As far as programming, vision, mission, and ambition are concerned, MOMA must reconnect with its wildcat roots and remember it was created to take on the whole world. It’s time to get beyond its orderly version of postwar art: namely that abstraction was essentially invented by a bunch of white guys in the Cedar bar, pop art was primarily an American phenomenon, women didn’t become good artists until after 1970, and conceptualism was a hiccup.
MOMA’s commitment to rethinking postwar art feels balky at best, averse at worst. Yet it must wholeheartedly and creatively re-examine and reimagine the art of the last 50 years—although it’s hard to envision this without a single designated “project gallery” in the new building. Things are so far off at MOMA that Tate director Nicholas Serota recently accused it of suffering a “loss of nerve.”
The situation isn’t hopeless.

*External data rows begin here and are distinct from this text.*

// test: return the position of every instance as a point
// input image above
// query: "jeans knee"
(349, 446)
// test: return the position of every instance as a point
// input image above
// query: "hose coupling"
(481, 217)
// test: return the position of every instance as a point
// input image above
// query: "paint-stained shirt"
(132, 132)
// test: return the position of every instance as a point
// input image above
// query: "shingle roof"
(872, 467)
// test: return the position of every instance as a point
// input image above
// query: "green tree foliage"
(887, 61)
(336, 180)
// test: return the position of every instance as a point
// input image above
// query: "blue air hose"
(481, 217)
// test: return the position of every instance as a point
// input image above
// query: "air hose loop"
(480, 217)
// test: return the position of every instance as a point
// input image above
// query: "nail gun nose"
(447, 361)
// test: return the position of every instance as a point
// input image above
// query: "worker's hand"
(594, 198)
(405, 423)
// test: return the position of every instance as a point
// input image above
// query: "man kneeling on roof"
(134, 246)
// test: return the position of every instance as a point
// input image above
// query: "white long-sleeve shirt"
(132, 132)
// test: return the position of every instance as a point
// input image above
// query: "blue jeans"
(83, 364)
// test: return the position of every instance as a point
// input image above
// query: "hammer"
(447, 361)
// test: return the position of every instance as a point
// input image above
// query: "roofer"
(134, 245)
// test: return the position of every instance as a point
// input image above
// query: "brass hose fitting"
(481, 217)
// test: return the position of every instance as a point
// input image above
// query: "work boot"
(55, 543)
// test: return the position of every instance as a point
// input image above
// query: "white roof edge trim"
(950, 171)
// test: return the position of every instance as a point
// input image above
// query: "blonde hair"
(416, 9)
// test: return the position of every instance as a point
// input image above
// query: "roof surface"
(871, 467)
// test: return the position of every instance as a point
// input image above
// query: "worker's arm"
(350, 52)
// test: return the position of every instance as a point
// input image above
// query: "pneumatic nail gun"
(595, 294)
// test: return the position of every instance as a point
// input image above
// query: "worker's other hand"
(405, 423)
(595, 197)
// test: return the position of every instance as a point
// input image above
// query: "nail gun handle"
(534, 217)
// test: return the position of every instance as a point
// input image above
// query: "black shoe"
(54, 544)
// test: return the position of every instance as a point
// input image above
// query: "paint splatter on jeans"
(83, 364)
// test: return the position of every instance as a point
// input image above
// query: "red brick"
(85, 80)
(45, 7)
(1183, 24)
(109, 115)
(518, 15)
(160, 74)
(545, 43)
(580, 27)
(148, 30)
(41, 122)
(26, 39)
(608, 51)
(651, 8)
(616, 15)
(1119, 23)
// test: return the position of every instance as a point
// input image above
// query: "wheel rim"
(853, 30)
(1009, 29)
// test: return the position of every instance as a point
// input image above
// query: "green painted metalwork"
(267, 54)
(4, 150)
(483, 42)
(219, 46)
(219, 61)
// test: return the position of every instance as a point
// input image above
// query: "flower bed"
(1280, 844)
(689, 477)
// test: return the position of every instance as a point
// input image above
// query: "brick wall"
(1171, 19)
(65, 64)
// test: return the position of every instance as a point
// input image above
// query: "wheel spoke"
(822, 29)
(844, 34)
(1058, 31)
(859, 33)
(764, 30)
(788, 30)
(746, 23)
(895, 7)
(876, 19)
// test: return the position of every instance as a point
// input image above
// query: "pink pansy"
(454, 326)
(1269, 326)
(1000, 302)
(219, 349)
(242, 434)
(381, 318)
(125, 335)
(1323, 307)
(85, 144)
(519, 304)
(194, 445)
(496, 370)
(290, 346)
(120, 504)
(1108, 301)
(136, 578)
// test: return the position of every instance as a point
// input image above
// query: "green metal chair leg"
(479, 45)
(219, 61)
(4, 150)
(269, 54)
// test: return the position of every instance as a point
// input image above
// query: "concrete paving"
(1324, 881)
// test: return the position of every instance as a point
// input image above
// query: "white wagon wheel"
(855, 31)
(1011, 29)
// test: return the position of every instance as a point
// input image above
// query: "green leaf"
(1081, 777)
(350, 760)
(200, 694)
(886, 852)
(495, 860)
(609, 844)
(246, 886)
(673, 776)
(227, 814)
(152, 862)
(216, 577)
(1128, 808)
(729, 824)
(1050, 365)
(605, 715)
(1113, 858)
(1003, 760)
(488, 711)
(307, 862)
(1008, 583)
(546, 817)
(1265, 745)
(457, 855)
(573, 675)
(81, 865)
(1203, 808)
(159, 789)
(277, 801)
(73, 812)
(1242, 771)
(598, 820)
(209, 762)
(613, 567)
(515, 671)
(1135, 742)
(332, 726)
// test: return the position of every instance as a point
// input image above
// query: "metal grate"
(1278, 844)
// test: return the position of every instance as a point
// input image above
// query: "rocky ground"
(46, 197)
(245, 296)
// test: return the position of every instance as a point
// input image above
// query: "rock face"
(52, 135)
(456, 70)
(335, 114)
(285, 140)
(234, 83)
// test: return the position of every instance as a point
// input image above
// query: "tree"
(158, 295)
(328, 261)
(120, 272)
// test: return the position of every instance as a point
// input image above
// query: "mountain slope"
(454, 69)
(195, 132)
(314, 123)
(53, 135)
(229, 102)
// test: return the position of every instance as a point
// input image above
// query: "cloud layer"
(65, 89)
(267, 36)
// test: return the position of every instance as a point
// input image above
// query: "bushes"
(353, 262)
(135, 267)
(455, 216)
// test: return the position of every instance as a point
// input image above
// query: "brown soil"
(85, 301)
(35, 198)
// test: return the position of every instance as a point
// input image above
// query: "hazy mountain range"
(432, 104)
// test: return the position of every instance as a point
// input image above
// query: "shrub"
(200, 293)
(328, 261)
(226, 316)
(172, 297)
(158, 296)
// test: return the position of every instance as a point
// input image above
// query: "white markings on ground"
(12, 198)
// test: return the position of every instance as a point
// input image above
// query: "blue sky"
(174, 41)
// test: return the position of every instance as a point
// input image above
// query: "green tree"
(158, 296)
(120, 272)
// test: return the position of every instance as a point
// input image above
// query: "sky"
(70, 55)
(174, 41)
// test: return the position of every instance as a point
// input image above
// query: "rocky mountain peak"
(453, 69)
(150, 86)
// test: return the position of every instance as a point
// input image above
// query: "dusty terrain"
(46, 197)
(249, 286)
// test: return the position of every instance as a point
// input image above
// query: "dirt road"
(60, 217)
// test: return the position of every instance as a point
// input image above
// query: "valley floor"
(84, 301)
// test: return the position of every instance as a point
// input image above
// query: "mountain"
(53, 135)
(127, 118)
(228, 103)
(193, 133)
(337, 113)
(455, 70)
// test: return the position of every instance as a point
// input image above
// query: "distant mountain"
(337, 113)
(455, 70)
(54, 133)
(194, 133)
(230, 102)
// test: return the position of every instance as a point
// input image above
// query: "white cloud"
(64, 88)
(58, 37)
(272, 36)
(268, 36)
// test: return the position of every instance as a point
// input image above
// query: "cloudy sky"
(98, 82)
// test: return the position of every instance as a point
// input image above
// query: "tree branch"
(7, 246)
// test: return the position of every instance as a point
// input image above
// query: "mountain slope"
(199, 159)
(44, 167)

The current reinstallation of contemporary art is excellent. “Safe,” the design show, is feisty and sharp; the gigantic Lee Friedlander survey was great, although the Thomas Demand retrospective was only OK because too much Demand got monotonous. The Elizabeth Murray survey was terrific. Now MOMA needs to mount at least one retrospective of a living woman artist every year for the next 15 years.
The point is MOMA needs to stop confirming and start experimenting.